We kept waiting to be sad. For that tsunami of nostalgia to overwhelm. After-all, we were leaving our first house, our abode of 40 years, where we had celebrated the births of nieces and nephews and mourned the death of beloved family and friends; undertook remodeling and renovation projects, planted and transplanted blueberry bushes and rhubarb, prepared countless meals (the menus for which ran the gamut from a quick bowl of popcorn to gourmet auction prep).
One person suggested that our move was not just a move but a life choice and that distinction felt accurate. This was a decision arrived at over time, necessitated by health challenges and softened by the hundreds of details that comprised our construction project which also served as salve to lighten the mental soreness of loss.
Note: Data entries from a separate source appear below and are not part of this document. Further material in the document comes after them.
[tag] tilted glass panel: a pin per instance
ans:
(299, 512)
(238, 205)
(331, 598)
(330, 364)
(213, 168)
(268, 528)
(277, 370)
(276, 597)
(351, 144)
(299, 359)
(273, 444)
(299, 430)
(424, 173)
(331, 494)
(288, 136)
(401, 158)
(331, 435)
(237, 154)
While we missed the opportunity of a topping off ceremony on Solstice Place, we carefully monitored construction progress – from the hole in the ground to the final walk-through. Each visit rooted us in the “rightness” of this change.
We spent a comfortable first night in the new house on September 25. We placed the bed slats on floor, having first put down an old flannel sheet to protect the new LVF (luxury vinyl flooring), followed by the twin springs and the king comfort mattress. The result – a tad lower than sleeping on the couch but higher than a futon. This odd predicament, of being bed-less (that is without a frame) was due to our decision to have the two antique metal bedstead that were once in my Grandma’s house, stripped via glass bead blasting and then dipped to powder coat them a rich forest-green. During their 100+ years, the color has gone from chocolate brown (the color in my childhood, as well as Momma’s memories of her early years in the 4th street house) to yellow, to creamy peach, and now to forest-green. Momma estimates these may have been her parents’ first purchase after arriving in the U.S.A. from Switzerland in July 1922, as by October Grandma was giving birth to Billie and most certainly had a bed for this home delivery.
Now, a month after closing, we have most (not quite all) of the boxes unpacked and flattened. Finding a place for everything has required expanding our decluttering skills yet again and each time we cannot find space we admit that we simply have too much stuff.
Still to be done – placing our eclectic collection of prints, paintings, and objets d’art. Once that is complete Solstice Place will be open for visits.